Humans and pigs are the only two large mammals from the original heartland of Chinese civilisation in the Yellow River Valley that survive today. A constant companion ever since humans started domesticating wild pigs over 8000 years ago, no other creature has occupied such a trusted and focal place in Chinese communities throughout history. Pigs displayed status and were a much-prized sacrificial offering and gift. The pig hovered over the ritual structures of Chinese household society like a drone. She was a key component in rituals, including funerals and feasts such as the New Year celebrations, when pork was distributed, from trotter to entrails, in a cascading order to mark bonds within family and lineage and forge relationships with ancestors and the spirit world.

In ancient China, the pig already had a reputation for being a champion recycler. When things went wrong on the pastures or grasslands receded, the pig remained standing. Changes in its wallowing and bathing behaviour were thought to be a sign for impending rain. The pig thrived, feeding on whatever was available. It converted what seemed useless into something useful: scraps into fertiliser. Pigs were kept for food and manure. Tombs dating back to the Han dynasty (2nd century BCE-2nd century CE) contain terracotta models of privies that were annexed to a pigsty. Some show a pig pen and privy linked-up at ground level, others are designed over two floors with the lavatory upstairs and the pig pen underneath.

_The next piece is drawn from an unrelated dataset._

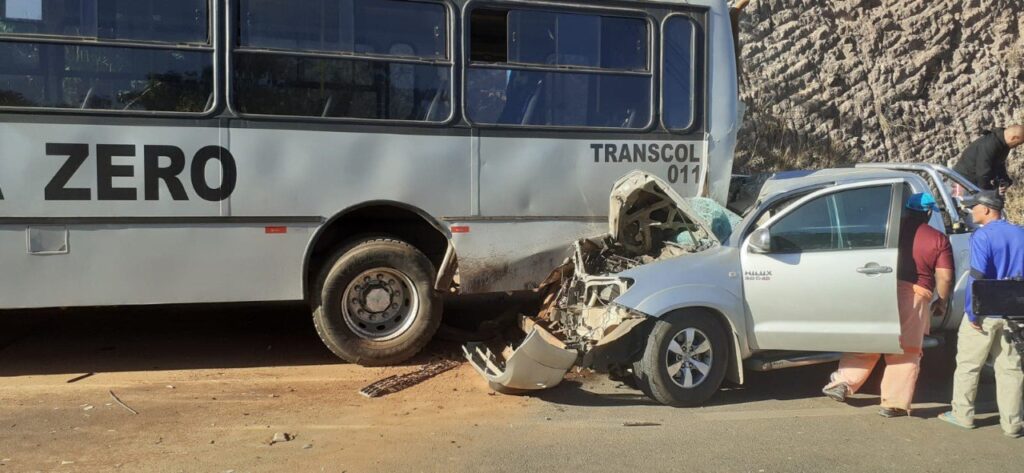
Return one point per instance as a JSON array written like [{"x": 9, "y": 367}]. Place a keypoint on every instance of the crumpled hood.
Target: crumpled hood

The function of these interlinked pig-pen privies has invited speculation among scholars. One explanation is that they were designed to produce, gather up and accumulate pig manure. Another hypothesis holds that pigpen-privies were designed to have pigs feed on human night soil. The link between the pig and the toilet survives in later Chinese lore. The privy is thought to be haunted by ghosts—as the body opened itself up while excreting, it becomes susceptible to demonic forces. This latrine spirit sometimes showed itself in the shape of a pig. Exposure to it was usually interpreted as a bad omen.

Chinese pigs were interbred with European pigs from the eighteenth century onwards. Reaching puberty faster they produced larger litters and transformed domestic European stock. Unknown to bacon lovers today, quintessentially ‘English’ breeds (the Yorkshire, Suffolk, Berkshire, Hampshire) carry Chinese genes. Our sausages may have been Chinese before most of us knew to locate China on a map. Up until a few decades ago, pigs formed one of the most routine domestic partnerships with humans throughout Chinese history. But today wild hog and village pig have been shoved aside by a capitalist and globalized pig industry. From unsuspecting village hog, the pig has entered the stage of international relations. In the 1930s reformers in China controversially proposed crossbreeding pigs with American pigs using Western methods. The most radical transformation in the relationship between humans and pigs occurred in the last four decades. Factories replaced households, and smallholders were pushed aside by industrial scale pig production. Mao Zedong’s much praised manure became industrial waste, and genetically transnational modern hogs replaced indigenous Chinese breeds. China has become the world’s largest importer of soybeans to feed its livestock. Pigs and pork have become trade warriors, their manure no longer fertilizing the fields but polluting China’s waters. Yet when Pig Strongwill passed away earlier this year, a small glimpse of that lost and long-attested human-piggish intimacy shone through again.